You can argue the film is mainly
quaint, but Brando is going to be a
huge divisive factor as he is not an actor used to broad romantic roles, but
stiff and continually perturbed by what he is dealing with. On one hand, it
feels palpable he was not comfortable here, whilst on the other it does work as
comedy to see such a self serious and wound-up actor not being able to have
peace to take a bath, stuck in dressing gowns or being unable to find clothes
for Loren that are not five times her
size. Loren in contrast is fully
alert and captivating as a lovable figure. Even if the film feels stuffy at
times, she alongside a cast full of scene stealers keeps the production afloat.
Chaplin for all the holes that can be dented in his own personal life was still
a humane individual, and you can see his utter sympathy for this character of Natascha.
It helps so much that Loren is a needed energy.

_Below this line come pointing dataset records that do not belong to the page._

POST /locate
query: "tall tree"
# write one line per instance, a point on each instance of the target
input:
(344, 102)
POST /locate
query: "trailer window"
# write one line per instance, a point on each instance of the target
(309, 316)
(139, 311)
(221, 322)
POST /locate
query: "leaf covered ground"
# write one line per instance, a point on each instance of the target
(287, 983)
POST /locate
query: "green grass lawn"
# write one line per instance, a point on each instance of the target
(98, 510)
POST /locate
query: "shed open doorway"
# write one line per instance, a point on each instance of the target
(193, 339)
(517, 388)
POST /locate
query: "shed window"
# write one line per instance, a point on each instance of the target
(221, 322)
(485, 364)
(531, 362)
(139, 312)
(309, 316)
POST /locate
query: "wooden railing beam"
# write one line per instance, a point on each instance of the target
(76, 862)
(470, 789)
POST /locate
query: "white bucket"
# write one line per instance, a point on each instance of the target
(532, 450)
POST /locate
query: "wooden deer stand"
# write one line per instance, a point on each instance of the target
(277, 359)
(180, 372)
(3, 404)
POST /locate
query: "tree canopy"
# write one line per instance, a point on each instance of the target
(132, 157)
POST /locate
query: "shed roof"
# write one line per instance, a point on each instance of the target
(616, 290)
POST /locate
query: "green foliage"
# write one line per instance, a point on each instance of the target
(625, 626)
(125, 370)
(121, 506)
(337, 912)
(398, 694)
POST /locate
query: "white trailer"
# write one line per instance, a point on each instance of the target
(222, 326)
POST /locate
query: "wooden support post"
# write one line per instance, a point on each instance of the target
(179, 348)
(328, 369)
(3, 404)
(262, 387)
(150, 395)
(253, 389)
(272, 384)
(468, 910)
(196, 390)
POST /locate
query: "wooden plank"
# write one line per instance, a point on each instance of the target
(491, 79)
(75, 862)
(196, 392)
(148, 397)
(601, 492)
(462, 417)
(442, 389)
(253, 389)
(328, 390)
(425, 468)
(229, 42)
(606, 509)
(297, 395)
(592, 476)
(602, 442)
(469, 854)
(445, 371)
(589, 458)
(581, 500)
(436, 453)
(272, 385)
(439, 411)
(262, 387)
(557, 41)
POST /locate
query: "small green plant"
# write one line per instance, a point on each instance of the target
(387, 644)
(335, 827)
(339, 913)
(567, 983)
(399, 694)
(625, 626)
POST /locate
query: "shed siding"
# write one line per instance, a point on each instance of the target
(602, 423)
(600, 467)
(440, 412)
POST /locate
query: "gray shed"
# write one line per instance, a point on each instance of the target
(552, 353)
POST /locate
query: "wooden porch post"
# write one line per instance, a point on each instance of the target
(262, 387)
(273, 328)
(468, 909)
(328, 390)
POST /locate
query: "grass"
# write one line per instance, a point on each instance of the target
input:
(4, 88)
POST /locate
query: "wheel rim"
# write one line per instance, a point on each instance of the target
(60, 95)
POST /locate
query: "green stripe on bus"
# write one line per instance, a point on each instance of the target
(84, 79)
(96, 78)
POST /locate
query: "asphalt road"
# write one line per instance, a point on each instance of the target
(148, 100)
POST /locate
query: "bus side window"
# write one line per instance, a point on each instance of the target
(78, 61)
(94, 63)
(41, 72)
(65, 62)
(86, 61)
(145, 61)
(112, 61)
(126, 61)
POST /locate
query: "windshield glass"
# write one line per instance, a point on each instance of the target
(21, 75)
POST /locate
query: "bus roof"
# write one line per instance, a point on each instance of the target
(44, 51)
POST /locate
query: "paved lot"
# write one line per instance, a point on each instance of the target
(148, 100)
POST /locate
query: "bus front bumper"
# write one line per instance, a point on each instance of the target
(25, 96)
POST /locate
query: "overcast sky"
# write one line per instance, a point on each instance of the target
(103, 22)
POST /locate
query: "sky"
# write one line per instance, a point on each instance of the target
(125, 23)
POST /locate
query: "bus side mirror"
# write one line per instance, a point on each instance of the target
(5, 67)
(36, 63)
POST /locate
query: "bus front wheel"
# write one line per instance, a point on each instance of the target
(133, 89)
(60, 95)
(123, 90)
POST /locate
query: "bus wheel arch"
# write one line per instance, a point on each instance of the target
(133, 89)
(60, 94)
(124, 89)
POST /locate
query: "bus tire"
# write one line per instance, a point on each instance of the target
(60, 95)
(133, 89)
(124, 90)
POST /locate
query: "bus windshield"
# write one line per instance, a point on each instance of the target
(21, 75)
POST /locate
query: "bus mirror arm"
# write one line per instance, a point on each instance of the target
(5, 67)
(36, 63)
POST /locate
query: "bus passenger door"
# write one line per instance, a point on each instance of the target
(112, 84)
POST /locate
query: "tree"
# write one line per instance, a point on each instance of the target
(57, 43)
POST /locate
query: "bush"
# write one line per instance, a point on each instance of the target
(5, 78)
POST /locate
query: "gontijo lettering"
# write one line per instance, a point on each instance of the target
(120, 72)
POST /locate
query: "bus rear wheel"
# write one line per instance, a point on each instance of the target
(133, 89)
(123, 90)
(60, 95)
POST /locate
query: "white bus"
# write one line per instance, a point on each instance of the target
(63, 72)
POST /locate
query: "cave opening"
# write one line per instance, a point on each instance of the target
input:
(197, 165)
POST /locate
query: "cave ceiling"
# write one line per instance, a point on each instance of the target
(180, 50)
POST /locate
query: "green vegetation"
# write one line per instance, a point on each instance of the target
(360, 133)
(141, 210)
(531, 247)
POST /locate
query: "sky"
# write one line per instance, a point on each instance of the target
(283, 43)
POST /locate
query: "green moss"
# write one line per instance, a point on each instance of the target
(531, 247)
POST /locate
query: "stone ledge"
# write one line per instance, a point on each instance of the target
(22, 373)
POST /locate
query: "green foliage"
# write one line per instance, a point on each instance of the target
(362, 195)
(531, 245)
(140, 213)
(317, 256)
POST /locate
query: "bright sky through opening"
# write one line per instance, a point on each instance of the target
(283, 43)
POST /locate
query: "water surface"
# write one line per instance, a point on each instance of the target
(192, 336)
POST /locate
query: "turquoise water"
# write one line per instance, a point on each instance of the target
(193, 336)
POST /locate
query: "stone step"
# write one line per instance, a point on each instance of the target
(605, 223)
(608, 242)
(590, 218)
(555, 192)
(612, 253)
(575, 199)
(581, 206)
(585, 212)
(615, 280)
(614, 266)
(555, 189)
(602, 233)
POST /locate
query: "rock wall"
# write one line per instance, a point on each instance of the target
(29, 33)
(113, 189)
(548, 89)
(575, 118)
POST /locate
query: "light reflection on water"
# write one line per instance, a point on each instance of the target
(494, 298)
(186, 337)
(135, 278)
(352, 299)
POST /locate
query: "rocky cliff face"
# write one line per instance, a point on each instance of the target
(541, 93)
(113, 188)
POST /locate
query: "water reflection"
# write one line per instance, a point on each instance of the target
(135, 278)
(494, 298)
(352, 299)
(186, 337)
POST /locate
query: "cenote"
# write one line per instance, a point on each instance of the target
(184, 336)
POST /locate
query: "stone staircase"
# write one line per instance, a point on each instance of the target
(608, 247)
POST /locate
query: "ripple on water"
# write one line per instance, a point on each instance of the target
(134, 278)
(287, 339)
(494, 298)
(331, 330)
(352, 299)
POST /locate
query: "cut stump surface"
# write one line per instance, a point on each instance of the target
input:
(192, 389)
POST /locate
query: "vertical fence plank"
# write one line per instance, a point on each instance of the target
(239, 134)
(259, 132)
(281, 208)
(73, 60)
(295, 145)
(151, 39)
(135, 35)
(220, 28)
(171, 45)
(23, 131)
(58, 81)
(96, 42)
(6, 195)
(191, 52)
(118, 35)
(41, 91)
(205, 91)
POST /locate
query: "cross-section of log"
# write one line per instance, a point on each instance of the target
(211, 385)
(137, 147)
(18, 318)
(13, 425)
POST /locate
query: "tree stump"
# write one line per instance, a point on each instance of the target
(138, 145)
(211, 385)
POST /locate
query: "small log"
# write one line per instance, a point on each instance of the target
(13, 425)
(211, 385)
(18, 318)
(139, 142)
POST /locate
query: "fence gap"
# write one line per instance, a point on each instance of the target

Trust me in saying A Countess from Hong Kong is not a
trendy film, at times soaking it in a film with the sentimental emotion of a
soft jazz ballad which I was honestly won over even though it is syrupy. The
very little use of camera movement, minimal and conventional editing, and its
general aesthetic is disappointing in the knowledge of Charlie Chaplin's legacy, fitting what people warn of when it comes
to directors' final films, where as older (even elderly) figures their work is
entirely changed. This notion is not really true, when figures like Martin Scorsese makes the profane The Wolf of Wall Street (2013) in his
seventies, but there is also the fact that, when he makes his cameo, Chaplin is an old man. He will not be
able to have done the pratfalls of youth, and I would argue that sentimentality
was always there. Even The Great
Dictator, which had a significant political message at a profound time,
plays its heart on its sleeve in the same way as this final film. The dynamic
nature of his early comedic work is the notable change, where this no longer had
the dynamic nature of before. A lot of its humour instead is from comic timing
and a bit of raciness, actor Patrick
Cargill as the valet Hudson stealing scenes when he is roped in to being Loren's hastily arranged husband and
finding a thrill to it though there is little chance of anything transpiring. It
is a curiosity, in the truest sense, as these are the type of films by legends
which show them waver, to be human, to which I feel nothing but a pure fondness
whether it is cool to admire nowadays or not. Such signs offer warmth in knowing
a human being like me made these films and not an indistinguishable entity.
======
* Lost Soul: The Doomed Journey of Richard Stanley's Island of Dr.